Columbia builds on strong urban core

By C. Grant Jackson

Senior Vice President/Community Development

Greater Columbia Chamber of Commerce

A strong urban core makes for a strong region. When the core is strong, especially economically, everything pushes outward, and downtown Columbia is a strong urban core that is getting even stronger.

For those who say why can’t Columbia be more like Greenville, I’m going to suggest that it may not be too long before Greenville wants to be more like Columbia. And if you don’t believe that, I’m also going to suggest that you come downtown and just open your eyes.

Downtown Columbia, South Carolina’s Main Street, has a buzz unlike anything seen in decades. Don’t try to get a table at the Oak Table, the new restaurant in the Tower at Main & Gervais, without a reservation. And that’s for lunch.

Much of the credit for the reinvigoration of downtown goes to the collaborative efforts of organizations such as the City Center Partnership, whose Yellow-Shirt Ambassadors have become a symbol of the new attitude about downtown Columbia. Downtown is now the place to be.

Consider these recent developments:

Agape Senior and Agape Hospice Inc., a major regional provider of senior health care services, announced a week ago that it will take several buildings in the 1600 block of Main Street and create a new headquarters, plus store-front retail associated with the senior market. About 100 jobs will be coming downtown as Agape consolidates its corporate operations. This continues a transformation begun by Mast General Store and the Nickelodeon Theatre on the other side of the street.

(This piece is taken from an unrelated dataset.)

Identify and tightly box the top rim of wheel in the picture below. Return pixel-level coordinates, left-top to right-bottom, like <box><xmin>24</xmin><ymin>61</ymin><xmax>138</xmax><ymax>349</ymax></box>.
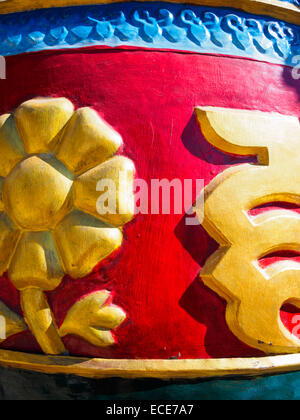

AgFirst Farm Credit Bank purchased the Bank of America Plaza at Main and Richland streets. When the bank moves its 380 employees, the tower will be fully occupied and the vacancy rate for Class “A” space downtown will drop to 8.7%, the lowest in 20 years, according to David Lockwood of Colliers International.

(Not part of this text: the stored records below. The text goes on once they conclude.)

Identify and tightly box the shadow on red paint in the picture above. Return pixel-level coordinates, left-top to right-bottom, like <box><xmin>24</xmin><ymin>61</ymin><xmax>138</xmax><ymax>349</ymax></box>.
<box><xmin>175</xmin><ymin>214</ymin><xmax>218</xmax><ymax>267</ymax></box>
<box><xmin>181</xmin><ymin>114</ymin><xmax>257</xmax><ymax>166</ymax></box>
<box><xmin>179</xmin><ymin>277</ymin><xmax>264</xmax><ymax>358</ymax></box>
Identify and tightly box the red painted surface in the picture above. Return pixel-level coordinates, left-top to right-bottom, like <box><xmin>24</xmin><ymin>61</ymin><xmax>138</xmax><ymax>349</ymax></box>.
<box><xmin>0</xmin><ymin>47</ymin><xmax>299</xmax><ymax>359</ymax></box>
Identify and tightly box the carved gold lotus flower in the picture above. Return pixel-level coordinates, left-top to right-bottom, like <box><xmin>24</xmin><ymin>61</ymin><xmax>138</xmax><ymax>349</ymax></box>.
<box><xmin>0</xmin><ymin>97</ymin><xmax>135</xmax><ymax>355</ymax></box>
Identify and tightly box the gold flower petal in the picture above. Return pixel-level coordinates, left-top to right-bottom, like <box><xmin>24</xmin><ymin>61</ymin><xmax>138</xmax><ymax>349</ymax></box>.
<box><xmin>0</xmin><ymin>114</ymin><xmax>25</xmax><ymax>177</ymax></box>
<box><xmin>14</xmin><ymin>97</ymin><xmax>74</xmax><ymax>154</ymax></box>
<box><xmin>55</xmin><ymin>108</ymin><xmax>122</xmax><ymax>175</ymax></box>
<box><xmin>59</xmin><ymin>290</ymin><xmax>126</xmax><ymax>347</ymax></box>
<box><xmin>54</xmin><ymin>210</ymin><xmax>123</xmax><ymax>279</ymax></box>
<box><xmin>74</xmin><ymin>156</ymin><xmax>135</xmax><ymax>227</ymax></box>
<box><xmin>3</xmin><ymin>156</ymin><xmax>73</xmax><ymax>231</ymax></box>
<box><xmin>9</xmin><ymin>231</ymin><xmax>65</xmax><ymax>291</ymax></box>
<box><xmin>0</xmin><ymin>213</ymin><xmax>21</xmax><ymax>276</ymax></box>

Late last month, Duck Creek Technologies, which was acquired by business-services giant Accenture, left the Carolina Research Park, and moved into 1441 Main St. That’s the Wells Fargo building in the heart of downtown. The company brought with it some 100 employees and an expectation that Accenture will continue to grow its Columbia presence.

AllSouth Federal Credit Union held a ground-breaking Nov. 14 for a 60,000 square foot headquarters at Elmwood Avenue and Gadsden Street. Just on the periphery of the central business district, the building will create a stunning visual gateway into the city off I-126. About 100 jobs will come downtown and another 12-15 are expected to be added.

Hotelier Rick Patel is renovating the First National Bank/Republic National Bank building at 1208 Washington St. into The Sheraton Convention Center. Patel transformed the Palmetto Building across the street, at 1400 Main St., into a boutique Sheraton hotel, boasting some of the city’s most spectacular downtown views from its roof-top bar.

Several other large downtown commercial projects are standing in the wings ready to be announced. But the buzz about our urban core is also about the quality of life and the people who have returned to Main Street.

People are living downtown and the demand for housing continues strong. The latest residential project is The Palms on Main. Developer Ben Arnold transformed the old Governor’s House Hotel at Main and Lady streets into a 54-unit urban apartment complex for young professionals. The Palms is now full as are all other apartments and condos in the central business district.

But more is on the way. When utility giant SCANA left downtown for a corporate complex in Cayce, the naysayers declared, prematurely, the death of downtown, as the company took about 900 jobs with it. For a while things were a bit rough as the economy took a nose dive. But we have more than replaced the jobs that SCANA took with it, and the empty building that once housed SCANA is set to become downtown’s newest residence as a plan progresses to transform it into housing for 800 students.

Other new downtown housing is also rumored to be coming. That will put an even greater mass of people downtown creating an even greater demand for goods and services and opening up even more business opportunities, joining several new small retailers that have already opened on Main Street.

Downtown continues to boast an array of amenities that will draw more and more people.

The latest draw is the seasonal ice rink that the city opened last week on Boyd Plaza in front of the Columbia Museum of Art. The rink is expected to remain up through the holidays.

Soda City, formerly the All-Local Farmers’ Market on Whaley, opened to great crowds on Saturday morning in the 1500 block of Main Street. Several Main Street merchants have altered their hours to take advantage and others are sure to follow.

Our urban core is strong and getting stronger, and that matters.